Rising standards at a university have been put down to the introduction of “a ‘Gulag’ form of staff development” by a senior manager.
Peter Slee, deputy vice-chancellor of the University of Huddersfield, said that the demanding approach of requiring all lecturers to have professional accreditation, a teaching qualification and to get a PhD if they do not already have one had been a key factor in improved student satisfaction.
Speaking at the Higher and Further Education Show at London’s Olympia earlier this month, Professor Slee said that academic staff were motivated by being asked three key questions: why would anyone want to be taught by them; why would anyone want to be led by them; and, if their job were advertised now, would they get it?
A PhD was a key part of the answer to these questions, he argued, with the proportion of Huddersfield lecturers who hold the qualification now at 60 per cent, up from 45 per cent.
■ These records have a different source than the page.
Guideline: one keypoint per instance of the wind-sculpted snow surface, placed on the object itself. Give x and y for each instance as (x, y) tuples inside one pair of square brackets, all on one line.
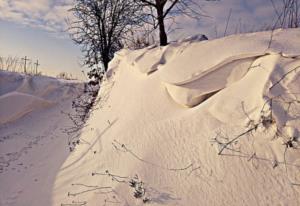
[(212, 123), (194, 70), (22, 94)]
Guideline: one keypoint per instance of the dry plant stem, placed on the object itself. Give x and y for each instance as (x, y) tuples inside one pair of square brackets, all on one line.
[(225, 145), (284, 76), (75, 204), (122, 147)]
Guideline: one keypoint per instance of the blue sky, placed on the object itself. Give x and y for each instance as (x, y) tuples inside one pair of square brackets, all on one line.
[(36, 28)]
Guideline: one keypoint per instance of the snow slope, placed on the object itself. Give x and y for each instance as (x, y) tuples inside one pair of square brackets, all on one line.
[(32, 143), (154, 123), (198, 122)]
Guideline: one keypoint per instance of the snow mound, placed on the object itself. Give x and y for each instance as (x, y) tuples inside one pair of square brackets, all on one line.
[(15, 105), (21, 94), (169, 128)]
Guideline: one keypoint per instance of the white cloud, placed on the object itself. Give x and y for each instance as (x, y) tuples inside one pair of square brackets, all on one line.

Another 30 per cent are registered on courses that they will complete over the next five or six years.
“It’s about a mindset and hopefully growing and developing in the job,” said Professor Slee. “It’s a ‘Gulag’ form of staff development, but what our students are finding is that it is benefiting them when they have staff with broader knowledge.”
Professor Slee conceded that not all employees had been happy with the management approach, or with the need to get a new academic qualification. Huddersfield’s staff headcount has reduced by 10 per cent in recent years, without redundancies or restructuring.
But he argued that the university’s current lecturers were “very productive staff doing great things for us”.
Huddersfield’s overall score in the National Student Survey rose from 76 per cent to 86 per cent between 2007 and 2013, while staff appear to be happy too, with Huddersfield claiming top spot in each of the four key areas of the last Times Higher Education Best University Workplace Survey.